Rabbi Moshe Avraham Halperin of the Machon Mada’i Technology Al Pi Halacha (the Institute for Science and Technology According to Jewish Law), explained that the Biblical guidelines for creating new living creatures are clear.

“Even though saving a life is a very high mitzvah, there are limits,” Rabbi Halperin explained. He noted that this is even explicitly stated in the Hippocratic oath historically taken by physicians. “If the Torah had not given permission to a physician, much of what they do would be forbidden. The physician is influencing the body of someone else. This permission is limited to repairing illness and does not extend to creating new things.”

“This is expressed in many commandments in the Bible and most clearly in the prohibition of mixing species of plants and animals,” Rabbi Halperin said, citing several examples in the Bible. 

You shall observe My laws. You shall not let your cattle mate with a different kind; you shall not sow your field with two kinds of seed; you shall not put on cloth from a mixture of two kinds of material. Leviticus 19:19

 

You shall not sow your vineyard with a second kind of seed, else the crop—from the seed you have sown—and the yield of the vineyard may not be used. Deuteronomy 22:9

New Life Forms Pose Unknown Dangers

“To create a new creature, the Torah explicitly forbids,” Rabbi Halperin said. “But this can also be understood by logic. A new creature may turn on its creator. With finite knowledge, scientists do not know all of the potential outcomes of their creation.”

“If the new creature reproduces, this is already outside of the limits of the knowledge and expectations of the scientists,” Rabbi Halperin said.

The researchers admitted as much, saying that the project posed a danger of generating unforeseen and unwanted results.

“That fear is not unreasonable,” Levin says. “When we start to mess around with complex systems that we don’t understand, we’re going to get unintended consequences.” 

These concerns were somewhat muted on the researchers’ website which stated ambiguously that “at the moment though it is difficult to see how an AI could create harmful organisms any easier than a talented biologist with bad intentions could.” 

Highlighting the destructive aspect of the project was recognized by the Defense Advanced Research Projects Agency, a federal agency that oversees the development of technology for military use, which partially funded the project.

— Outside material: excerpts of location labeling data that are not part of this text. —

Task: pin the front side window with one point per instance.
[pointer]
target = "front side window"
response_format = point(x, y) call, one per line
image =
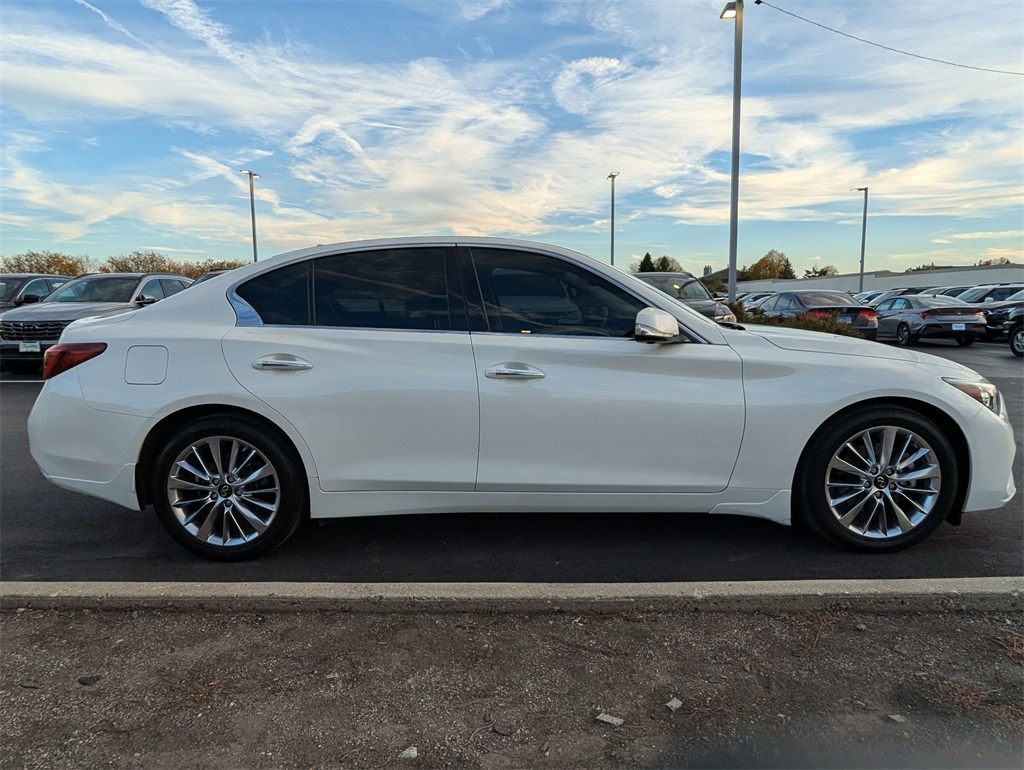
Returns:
point(528, 293)
point(153, 289)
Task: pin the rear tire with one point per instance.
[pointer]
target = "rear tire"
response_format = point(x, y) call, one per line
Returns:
point(878, 480)
point(228, 489)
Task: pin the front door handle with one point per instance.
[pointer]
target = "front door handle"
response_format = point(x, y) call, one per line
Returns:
point(283, 364)
point(513, 371)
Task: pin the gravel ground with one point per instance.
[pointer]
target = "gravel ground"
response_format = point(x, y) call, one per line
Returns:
point(157, 688)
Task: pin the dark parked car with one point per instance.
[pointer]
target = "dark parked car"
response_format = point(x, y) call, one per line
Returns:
point(688, 290)
point(27, 332)
point(907, 319)
point(17, 289)
point(1014, 328)
point(820, 302)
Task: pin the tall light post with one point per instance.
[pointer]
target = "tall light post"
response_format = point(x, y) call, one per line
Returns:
point(734, 10)
point(252, 205)
point(612, 176)
point(863, 236)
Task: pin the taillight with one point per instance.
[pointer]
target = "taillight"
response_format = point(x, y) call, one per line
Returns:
point(68, 355)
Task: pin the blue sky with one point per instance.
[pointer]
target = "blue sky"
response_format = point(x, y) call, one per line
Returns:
point(125, 124)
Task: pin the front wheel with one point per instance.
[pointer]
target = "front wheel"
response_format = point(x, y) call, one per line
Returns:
point(879, 480)
point(228, 489)
point(1017, 341)
point(903, 336)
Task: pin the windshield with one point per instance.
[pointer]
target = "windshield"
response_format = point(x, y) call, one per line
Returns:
point(977, 293)
point(940, 301)
point(96, 289)
point(8, 288)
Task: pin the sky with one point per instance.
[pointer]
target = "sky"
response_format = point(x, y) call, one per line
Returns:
point(125, 124)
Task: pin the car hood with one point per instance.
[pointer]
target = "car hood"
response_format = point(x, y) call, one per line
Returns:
point(818, 342)
point(42, 311)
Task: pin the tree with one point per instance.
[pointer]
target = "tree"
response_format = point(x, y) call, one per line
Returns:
point(152, 261)
point(47, 262)
point(774, 264)
point(140, 261)
point(820, 270)
point(662, 264)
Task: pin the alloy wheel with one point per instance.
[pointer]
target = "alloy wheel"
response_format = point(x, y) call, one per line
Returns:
point(883, 482)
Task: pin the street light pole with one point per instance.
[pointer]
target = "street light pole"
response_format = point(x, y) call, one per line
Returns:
point(612, 176)
point(863, 236)
point(252, 205)
point(734, 10)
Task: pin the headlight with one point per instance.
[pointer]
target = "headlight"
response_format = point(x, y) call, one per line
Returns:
point(982, 391)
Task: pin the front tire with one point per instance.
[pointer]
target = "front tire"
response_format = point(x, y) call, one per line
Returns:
point(879, 480)
point(228, 489)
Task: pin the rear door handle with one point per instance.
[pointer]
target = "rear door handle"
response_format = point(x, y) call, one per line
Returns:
point(281, 364)
point(513, 371)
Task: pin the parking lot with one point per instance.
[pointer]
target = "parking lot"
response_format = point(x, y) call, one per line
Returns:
point(52, 535)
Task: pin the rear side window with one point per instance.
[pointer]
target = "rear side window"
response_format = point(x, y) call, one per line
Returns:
point(281, 297)
point(527, 293)
point(384, 289)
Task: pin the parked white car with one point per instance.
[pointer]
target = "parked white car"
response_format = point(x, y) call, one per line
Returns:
point(464, 374)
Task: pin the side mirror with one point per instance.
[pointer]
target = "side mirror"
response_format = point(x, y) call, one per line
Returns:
point(655, 326)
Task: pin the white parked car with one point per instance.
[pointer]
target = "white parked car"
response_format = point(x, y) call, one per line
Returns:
point(465, 374)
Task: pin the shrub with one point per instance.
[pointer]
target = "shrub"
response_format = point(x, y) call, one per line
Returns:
point(826, 324)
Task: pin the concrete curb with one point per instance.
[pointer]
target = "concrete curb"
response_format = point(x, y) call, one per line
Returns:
point(970, 594)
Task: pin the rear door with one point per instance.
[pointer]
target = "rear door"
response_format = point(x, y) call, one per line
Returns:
point(368, 354)
point(569, 401)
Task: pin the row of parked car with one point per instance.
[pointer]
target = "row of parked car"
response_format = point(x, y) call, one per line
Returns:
point(965, 313)
point(36, 308)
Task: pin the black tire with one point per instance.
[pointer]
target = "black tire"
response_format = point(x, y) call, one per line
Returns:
point(1017, 340)
point(244, 504)
point(853, 504)
point(22, 368)
point(903, 336)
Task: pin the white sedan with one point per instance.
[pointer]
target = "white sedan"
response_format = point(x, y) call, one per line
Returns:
point(466, 374)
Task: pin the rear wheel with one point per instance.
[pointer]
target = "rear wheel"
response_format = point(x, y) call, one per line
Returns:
point(1017, 340)
point(228, 489)
point(903, 336)
point(22, 368)
point(879, 480)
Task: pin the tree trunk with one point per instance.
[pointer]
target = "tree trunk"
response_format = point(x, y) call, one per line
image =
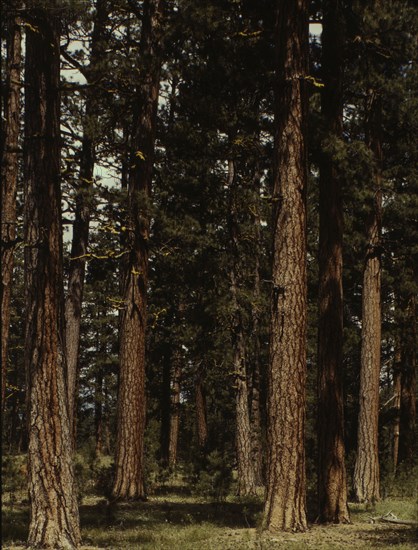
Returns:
point(174, 410)
point(9, 178)
point(201, 420)
point(332, 478)
point(256, 422)
point(396, 404)
point(54, 511)
point(165, 405)
point(74, 299)
point(285, 507)
point(129, 479)
point(407, 431)
point(366, 472)
point(244, 449)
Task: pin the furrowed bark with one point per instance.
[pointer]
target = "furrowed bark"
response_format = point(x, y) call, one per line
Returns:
point(285, 507)
point(53, 501)
point(129, 478)
point(9, 180)
point(332, 478)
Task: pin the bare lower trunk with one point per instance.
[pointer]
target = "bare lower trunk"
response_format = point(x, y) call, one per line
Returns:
point(74, 299)
point(396, 405)
point(9, 178)
point(366, 472)
point(407, 424)
point(244, 449)
point(165, 405)
point(332, 478)
point(174, 411)
point(54, 511)
point(201, 422)
point(256, 415)
point(285, 506)
point(129, 460)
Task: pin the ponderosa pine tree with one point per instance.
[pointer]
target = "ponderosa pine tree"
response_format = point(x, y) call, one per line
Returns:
point(53, 499)
point(83, 207)
point(332, 479)
point(9, 181)
point(129, 476)
point(244, 439)
point(285, 507)
point(366, 473)
point(408, 384)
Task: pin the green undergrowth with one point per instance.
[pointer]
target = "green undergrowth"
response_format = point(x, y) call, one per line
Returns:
point(175, 518)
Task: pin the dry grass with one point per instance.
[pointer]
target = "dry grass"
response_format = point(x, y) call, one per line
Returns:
point(175, 521)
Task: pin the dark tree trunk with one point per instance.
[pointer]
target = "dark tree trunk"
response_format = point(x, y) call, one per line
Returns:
point(332, 478)
point(285, 507)
point(74, 299)
point(165, 405)
point(256, 414)
point(9, 178)
point(129, 479)
point(174, 410)
point(201, 420)
point(244, 450)
point(366, 472)
point(54, 511)
point(396, 404)
point(407, 422)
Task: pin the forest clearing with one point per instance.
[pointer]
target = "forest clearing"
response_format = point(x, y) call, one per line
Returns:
point(209, 273)
point(173, 518)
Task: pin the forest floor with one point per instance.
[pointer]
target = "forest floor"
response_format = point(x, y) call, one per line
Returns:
point(172, 519)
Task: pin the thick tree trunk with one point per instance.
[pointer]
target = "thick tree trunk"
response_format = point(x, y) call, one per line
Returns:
point(201, 420)
point(332, 478)
point(54, 511)
point(285, 507)
point(74, 299)
point(366, 472)
point(244, 449)
point(174, 410)
point(129, 479)
point(9, 178)
point(407, 424)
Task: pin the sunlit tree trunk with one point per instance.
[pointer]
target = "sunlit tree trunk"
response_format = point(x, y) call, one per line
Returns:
point(9, 179)
point(54, 519)
point(129, 461)
point(285, 506)
point(332, 479)
point(366, 473)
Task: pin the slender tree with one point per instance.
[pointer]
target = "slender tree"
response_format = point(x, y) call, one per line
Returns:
point(54, 510)
point(407, 421)
point(332, 479)
point(366, 473)
point(129, 479)
point(74, 298)
point(9, 180)
point(244, 440)
point(285, 507)
point(174, 410)
point(201, 413)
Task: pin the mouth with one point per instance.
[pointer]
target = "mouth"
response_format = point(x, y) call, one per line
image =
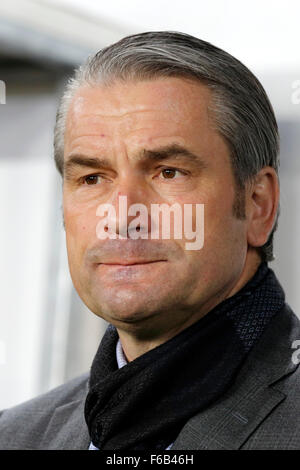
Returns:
point(132, 263)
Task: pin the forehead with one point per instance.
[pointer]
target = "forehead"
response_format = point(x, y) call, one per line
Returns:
point(176, 97)
point(142, 114)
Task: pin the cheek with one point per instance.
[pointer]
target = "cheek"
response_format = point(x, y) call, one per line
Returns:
point(80, 230)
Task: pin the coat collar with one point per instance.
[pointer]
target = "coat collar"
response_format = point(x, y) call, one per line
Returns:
point(229, 422)
point(67, 429)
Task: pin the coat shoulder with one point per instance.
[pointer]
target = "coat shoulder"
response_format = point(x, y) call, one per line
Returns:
point(24, 424)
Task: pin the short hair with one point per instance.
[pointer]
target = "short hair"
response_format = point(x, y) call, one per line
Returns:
point(242, 112)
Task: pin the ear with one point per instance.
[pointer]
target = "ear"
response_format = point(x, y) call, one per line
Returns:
point(262, 204)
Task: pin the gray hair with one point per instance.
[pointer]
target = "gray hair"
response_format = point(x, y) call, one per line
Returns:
point(242, 112)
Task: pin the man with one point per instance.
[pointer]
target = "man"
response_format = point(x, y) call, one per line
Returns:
point(199, 351)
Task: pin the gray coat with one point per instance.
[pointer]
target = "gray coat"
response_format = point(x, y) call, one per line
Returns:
point(259, 411)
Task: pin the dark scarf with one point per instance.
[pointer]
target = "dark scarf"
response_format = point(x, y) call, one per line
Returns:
point(145, 404)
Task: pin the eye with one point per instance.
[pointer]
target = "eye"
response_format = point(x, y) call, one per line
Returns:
point(92, 179)
point(170, 173)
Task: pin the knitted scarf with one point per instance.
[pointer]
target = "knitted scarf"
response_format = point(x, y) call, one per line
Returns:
point(145, 404)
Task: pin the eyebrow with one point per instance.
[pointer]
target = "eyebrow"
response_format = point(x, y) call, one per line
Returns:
point(84, 161)
point(172, 151)
point(144, 157)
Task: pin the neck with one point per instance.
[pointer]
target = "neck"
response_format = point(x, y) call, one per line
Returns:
point(134, 345)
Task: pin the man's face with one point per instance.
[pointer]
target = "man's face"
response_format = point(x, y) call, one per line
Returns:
point(131, 128)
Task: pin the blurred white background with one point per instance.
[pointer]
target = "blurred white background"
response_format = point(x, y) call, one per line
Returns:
point(46, 334)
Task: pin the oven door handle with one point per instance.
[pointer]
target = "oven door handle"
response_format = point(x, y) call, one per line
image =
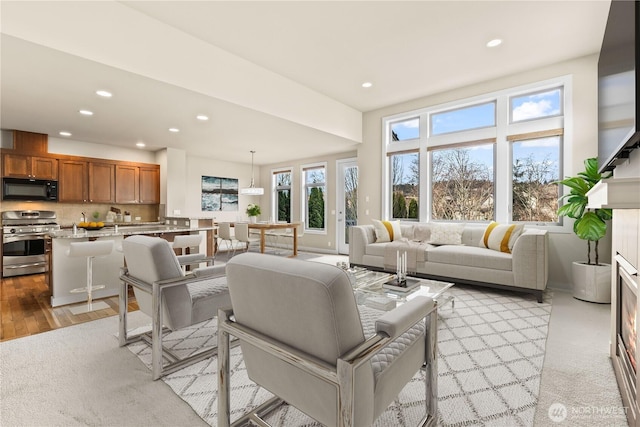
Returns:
point(31, 264)
point(8, 238)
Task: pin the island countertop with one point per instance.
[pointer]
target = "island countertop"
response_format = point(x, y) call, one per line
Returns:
point(128, 230)
point(67, 273)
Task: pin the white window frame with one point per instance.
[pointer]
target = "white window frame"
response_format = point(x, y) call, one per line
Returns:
point(303, 198)
point(503, 156)
point(274, 192)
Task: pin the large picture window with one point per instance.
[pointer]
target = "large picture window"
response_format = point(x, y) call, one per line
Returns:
point(536, 168)
point(460, 119)
point(315, 201)
point(463, 183)
point(282, 196)
point(405, 172)
point(495, 156)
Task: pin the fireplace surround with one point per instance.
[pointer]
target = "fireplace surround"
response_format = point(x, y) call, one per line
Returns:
point(624, 343)
point(622, 195)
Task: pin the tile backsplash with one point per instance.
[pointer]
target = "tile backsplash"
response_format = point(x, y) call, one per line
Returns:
point(68, 213)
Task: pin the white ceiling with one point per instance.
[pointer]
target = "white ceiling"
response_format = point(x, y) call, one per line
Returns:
point(294, 69)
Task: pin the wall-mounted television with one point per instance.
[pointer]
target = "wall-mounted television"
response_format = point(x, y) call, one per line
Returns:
point(618, 85)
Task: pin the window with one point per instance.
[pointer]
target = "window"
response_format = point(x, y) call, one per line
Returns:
point(405, 129)
point(315, 200)
point(536, 105)
point(536, 167)
point(463, 183)
point(495, 156)
point(405, 175)
point(459, 119)
point(282, 196)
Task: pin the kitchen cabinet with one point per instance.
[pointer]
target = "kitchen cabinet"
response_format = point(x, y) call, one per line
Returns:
point(26, 166)
point(102, 182)
point(73, 185)
point(86, 181)
point(138, 184)
point(150, 184)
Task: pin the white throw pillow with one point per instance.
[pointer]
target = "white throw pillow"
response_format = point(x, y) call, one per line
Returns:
point(501, 237)
point(446, 234)
point(387, 231)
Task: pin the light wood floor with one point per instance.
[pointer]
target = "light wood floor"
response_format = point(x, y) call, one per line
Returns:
point(25, 308)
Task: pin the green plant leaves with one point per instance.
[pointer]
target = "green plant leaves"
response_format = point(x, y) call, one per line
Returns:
point(590, 227)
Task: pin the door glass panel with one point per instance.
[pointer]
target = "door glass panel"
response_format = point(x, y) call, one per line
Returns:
point(350, 199)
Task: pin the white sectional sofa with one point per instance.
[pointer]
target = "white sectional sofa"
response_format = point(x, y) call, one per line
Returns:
point(524, 269)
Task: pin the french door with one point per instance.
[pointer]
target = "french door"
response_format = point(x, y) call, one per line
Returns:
point(347, 202)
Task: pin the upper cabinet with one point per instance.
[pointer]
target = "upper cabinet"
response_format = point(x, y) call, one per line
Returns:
point(138, 184)
point(102, 182)
point(26, 166)
point(150, 184)
point(73, 185)
point(86, 181)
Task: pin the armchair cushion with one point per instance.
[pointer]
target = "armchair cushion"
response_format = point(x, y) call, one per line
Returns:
point(309, 310)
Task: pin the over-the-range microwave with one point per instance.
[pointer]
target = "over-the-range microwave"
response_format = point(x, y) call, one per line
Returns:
point(29, 189)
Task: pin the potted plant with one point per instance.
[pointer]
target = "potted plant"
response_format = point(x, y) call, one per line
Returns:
point(253, 211)
point(591, 280)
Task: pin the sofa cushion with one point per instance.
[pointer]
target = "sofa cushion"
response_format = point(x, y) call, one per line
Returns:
point(471, 256)
point(376, 249)
point(387, 231)
point(446, 234)
point(501, 237)
point(421, 232)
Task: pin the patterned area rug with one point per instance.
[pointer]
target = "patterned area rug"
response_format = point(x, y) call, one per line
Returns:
point(491, 351)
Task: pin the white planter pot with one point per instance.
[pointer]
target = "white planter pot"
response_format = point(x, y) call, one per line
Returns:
point(591, 282)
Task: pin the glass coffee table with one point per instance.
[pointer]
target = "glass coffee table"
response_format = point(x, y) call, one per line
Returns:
point(371, 289)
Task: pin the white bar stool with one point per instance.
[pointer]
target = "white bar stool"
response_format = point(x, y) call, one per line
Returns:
point(89, 250)
point(185, 242)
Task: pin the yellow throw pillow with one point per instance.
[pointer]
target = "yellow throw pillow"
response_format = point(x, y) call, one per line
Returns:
point(387, 231)
point(501, 237)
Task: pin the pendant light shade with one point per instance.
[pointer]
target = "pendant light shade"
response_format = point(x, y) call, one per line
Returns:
point(252, 190)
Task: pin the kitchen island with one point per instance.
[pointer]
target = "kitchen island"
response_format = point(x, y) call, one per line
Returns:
point(67, 273)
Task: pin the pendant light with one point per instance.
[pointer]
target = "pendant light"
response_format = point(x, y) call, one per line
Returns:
point(252, 190)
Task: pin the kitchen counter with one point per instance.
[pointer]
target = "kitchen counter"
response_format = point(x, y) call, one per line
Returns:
point(67, 273)
point(126, 230)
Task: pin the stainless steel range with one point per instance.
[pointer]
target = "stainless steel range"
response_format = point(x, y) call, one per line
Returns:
point(23, 241)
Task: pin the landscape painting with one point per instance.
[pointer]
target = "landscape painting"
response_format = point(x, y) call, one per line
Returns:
point(219, 194)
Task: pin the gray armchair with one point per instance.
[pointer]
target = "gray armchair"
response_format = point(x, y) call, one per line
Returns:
point(302, 339)
point(170, 297)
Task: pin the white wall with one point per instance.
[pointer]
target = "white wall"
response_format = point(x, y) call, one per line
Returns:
point(89, 149)
point(565, 247)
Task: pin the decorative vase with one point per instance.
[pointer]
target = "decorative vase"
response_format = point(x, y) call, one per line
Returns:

Scientists Dream of Xenobots as Key to Eternal Youth 

The researchers also envision their creation melding with humans and eliminating death. 

“If we could make 3D biological form on demand, we could repair birth defects, reprogram tumors into normal tissue, regenerate after traumatic injury or degenerative disease, and defeat aging,” said the researchers’ website. This research could have “a massive impact on regenerative medicine (building body parts and inducing regeneration.)”

Rabbi Halperin was less concerned about the negative Biblical implications of the xenobots. 

“This will not overcome death nor will it be in any way similar to the resurrection of the dead which are entirely within God’s realm,” Rabbi Halperin said. “Though introducing an ‘entirely new life form never before seen in nature’, as they claim, into the human body may be therapeutic but it may also be damaging.”